Mafia and the Italian Sociopolitical Controversy
Course Info:
- Instructor: Angelo Persichilli
- Department: Liberal Arts
- Area: History
- Credit Hours: 3, Contact Hours: 45
- Course Number (SRISA): HIST 3306
- Course Number (Maryville University): HIST 397
Course Description:
This course will examine the history of the Italian Mafia, starting with the Unification of Italy up to the present. The approach will be both political, historical and sociological.
Aside from just the Mafia, you will get a panoramic view of Italy and it’s sociopolitical issues from the start of the 60’s right up to the 90’s.
The course begins with an analysis of the roots of the Italian mafia that lay within the over reliance on codes of honor and on traditional family values as a resolution to all conflicts. Historically we begin in the Middle Ages with the control of agricultural estates by the mafia, the exploitation of peasants, and the consequent migration of Sicilians towards the United States at the end of the 19th century.

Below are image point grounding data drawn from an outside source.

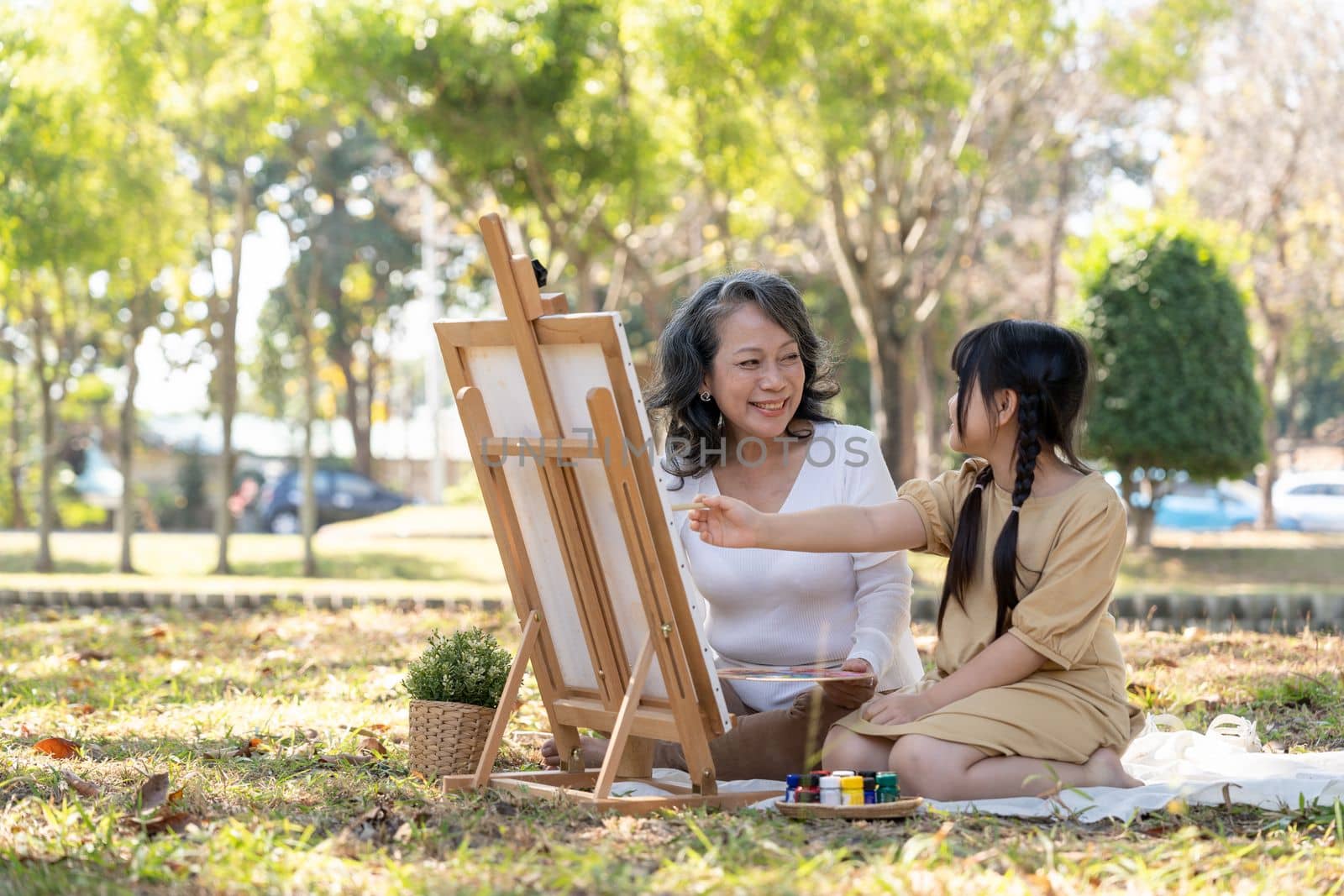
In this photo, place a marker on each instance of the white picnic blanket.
(1223, 765)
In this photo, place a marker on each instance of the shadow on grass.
(366, 566)
(27, 562)
(1299, 710)
(1229, 566)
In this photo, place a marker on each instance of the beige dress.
(1068, 550)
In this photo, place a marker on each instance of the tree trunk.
(308, 513)
(47, 519)
(929, 454)
(18, 519)
(226, 358)
(893, 406)
(1269, 472)
(355, 416)
(586, 297)
(1057, 233)
(127, 454)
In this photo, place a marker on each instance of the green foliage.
(1175, 380)
(470, 667)
(1163, 49)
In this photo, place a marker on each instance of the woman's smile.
(770, 409)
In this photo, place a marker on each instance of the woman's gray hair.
(685, 355)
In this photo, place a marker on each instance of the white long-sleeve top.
(786, 609)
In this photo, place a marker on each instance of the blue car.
(1209, 508)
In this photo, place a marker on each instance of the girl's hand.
(727, 523)
(853, 692)
(897, 708)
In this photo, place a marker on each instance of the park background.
(226, 226)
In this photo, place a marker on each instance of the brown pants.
(765, 745)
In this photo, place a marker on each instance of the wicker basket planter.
(448, 738)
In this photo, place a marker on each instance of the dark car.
(340, 496)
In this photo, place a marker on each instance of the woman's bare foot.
(595, 752)
(1104, 770)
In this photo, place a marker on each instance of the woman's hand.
(898, 708)
(727, 523)
(853, 692)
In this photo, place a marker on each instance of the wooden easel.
(591, 503)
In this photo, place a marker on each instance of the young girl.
(1028, 692)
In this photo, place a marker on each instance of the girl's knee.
(847, 750)
(924, 766)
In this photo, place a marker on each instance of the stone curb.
(178, 600)
(1257, 611)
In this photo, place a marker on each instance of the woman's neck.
(761, 454)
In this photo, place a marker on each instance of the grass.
(148, 694)
(452, 548)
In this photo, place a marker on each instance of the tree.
(906, 130)
(1263, 147)
(533, 105)
(60, 184)
(1175, 382)
(221, 74)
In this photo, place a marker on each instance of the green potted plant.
(454, 688)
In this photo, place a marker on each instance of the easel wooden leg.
(508, 700)
(638, 761)
(616, 750)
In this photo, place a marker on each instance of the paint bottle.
(831, 792)
(870, 788)
(889, 788)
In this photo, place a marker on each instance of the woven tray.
(448, 738)
(904, 808)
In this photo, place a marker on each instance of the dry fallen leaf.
(335, 759)
(154, 793)
(57, 747)
(174, 821)
(246, 748)
(80, 785)
(373, 731)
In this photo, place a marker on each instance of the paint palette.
(792, 673)
(904, 808)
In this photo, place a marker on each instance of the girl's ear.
(1005, 406)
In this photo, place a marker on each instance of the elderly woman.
(743, 382)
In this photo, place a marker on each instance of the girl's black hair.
(1047, 367)
(685, 355)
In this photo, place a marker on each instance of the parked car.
(340, 496)
(1310, 501)
(1210, 508)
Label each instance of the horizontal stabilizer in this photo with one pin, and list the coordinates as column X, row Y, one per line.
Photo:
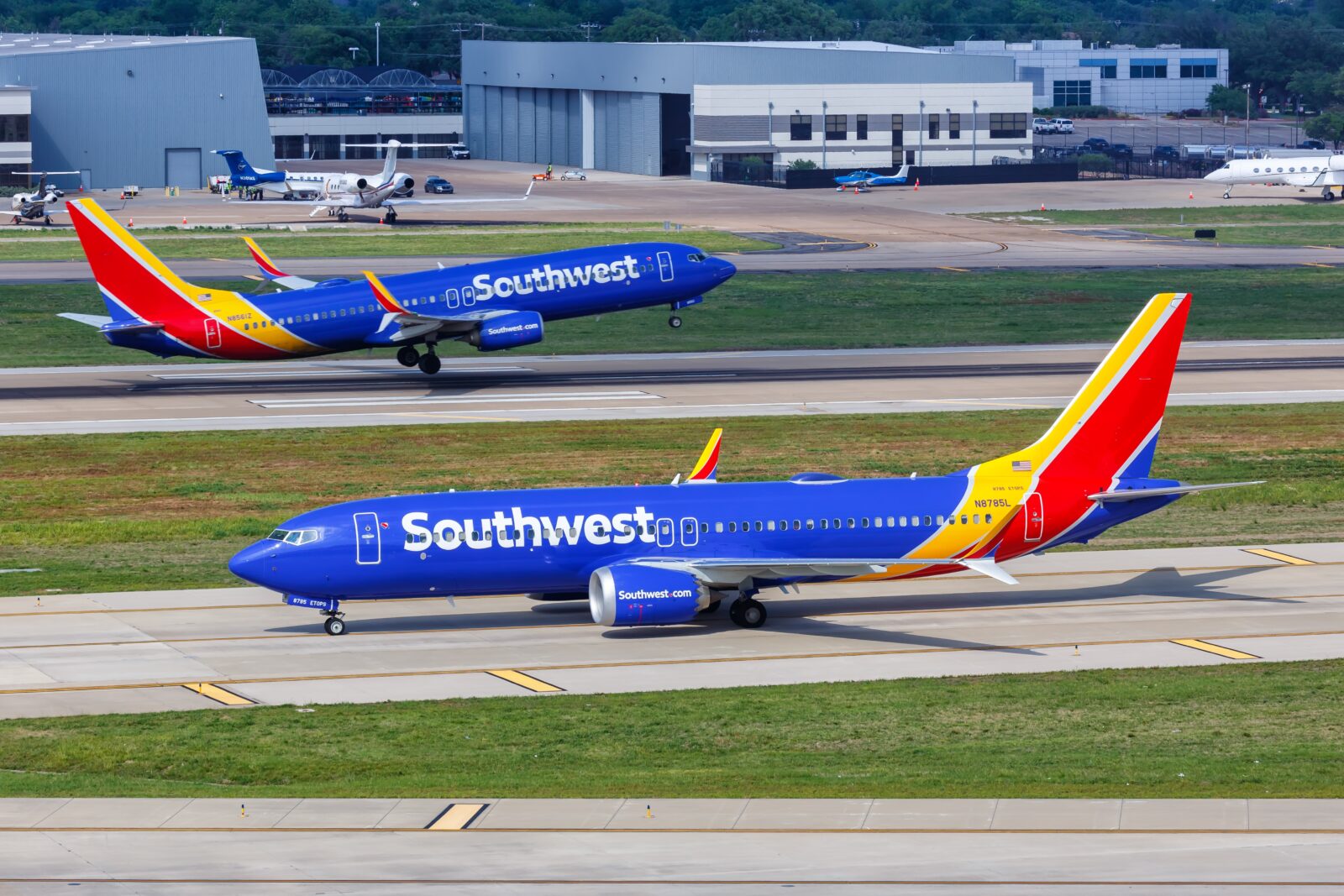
column 1136, row 495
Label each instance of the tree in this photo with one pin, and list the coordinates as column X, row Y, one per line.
column 1227, row 101
column 643, row 26
column 1330, row 127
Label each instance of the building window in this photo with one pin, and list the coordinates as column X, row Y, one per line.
column 1007, row 125
column 1200, row 67
column 1147, row 67
column 1073, row 93
column 1108, row 66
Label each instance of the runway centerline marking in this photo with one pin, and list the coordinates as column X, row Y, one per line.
column 1276, row 555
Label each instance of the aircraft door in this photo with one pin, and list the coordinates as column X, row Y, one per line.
column 1035, row 520
column 369, row 546
column 213, row 338
column 690, row 531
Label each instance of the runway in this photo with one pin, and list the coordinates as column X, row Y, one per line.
column 235, row 647
column 600, row 387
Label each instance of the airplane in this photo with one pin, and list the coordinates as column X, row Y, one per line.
column 1305, row 170
column 286, row 183
column 866, row 179
column 491, row 305
column 34, row 206
column 354, row 191
column 665, row 553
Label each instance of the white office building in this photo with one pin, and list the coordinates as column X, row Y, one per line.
column 1122, row 76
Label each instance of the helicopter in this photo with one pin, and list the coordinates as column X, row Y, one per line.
column 34, row 206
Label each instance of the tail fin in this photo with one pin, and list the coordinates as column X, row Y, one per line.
column 1109, row 429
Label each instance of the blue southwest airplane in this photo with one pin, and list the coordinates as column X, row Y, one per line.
column 660, row 555
column 492, row 305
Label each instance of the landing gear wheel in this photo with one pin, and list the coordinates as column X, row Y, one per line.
column 748, row 613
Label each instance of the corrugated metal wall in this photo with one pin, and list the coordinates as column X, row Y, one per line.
column 89, row 113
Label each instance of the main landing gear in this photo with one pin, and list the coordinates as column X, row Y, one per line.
column 748, row 613
column 410, row 356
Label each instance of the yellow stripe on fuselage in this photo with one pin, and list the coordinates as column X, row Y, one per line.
column 228, row 308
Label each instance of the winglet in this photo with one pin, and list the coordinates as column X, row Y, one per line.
column 709, row 464
column 383, row 295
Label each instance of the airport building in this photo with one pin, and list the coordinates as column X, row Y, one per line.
column 315, row 112
column 685, row 107
column 1122, row 76
column 128, row 109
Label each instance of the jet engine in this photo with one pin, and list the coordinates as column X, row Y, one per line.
column 507, row 331
column 629, row 594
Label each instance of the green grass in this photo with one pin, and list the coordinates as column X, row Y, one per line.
column 167, row 510
column 1263, row 730
column 1189, row 215
column 393, row 242
column 830, row 311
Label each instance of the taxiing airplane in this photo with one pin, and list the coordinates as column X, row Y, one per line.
column 1305, row 170
column 662, row 555
column 491, row 305
column 866, row 179
column 34, row 206
column 286, row 183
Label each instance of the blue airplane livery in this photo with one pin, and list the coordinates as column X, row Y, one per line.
column 662, row 555
column 491, row 305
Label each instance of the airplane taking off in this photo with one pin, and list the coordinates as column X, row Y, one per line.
column 662, row 555
column 866, row 179
column 492, row 305
column 1305, row 170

We then focus on the controversial relationship between the mafia and the fascist state, and the decline of organized crime under fascism. Beginning in the late 50s the mafia was centralized into one organization called Cosa Nostra that controlled the traffic of drugs from Sicily to the United States.
We will analyze too the period of the rebellions of the youth and the lead years, this is from the 60s to the 90s, with particular reference to the events that occurred in the cities of Florence, Bologna and Milan.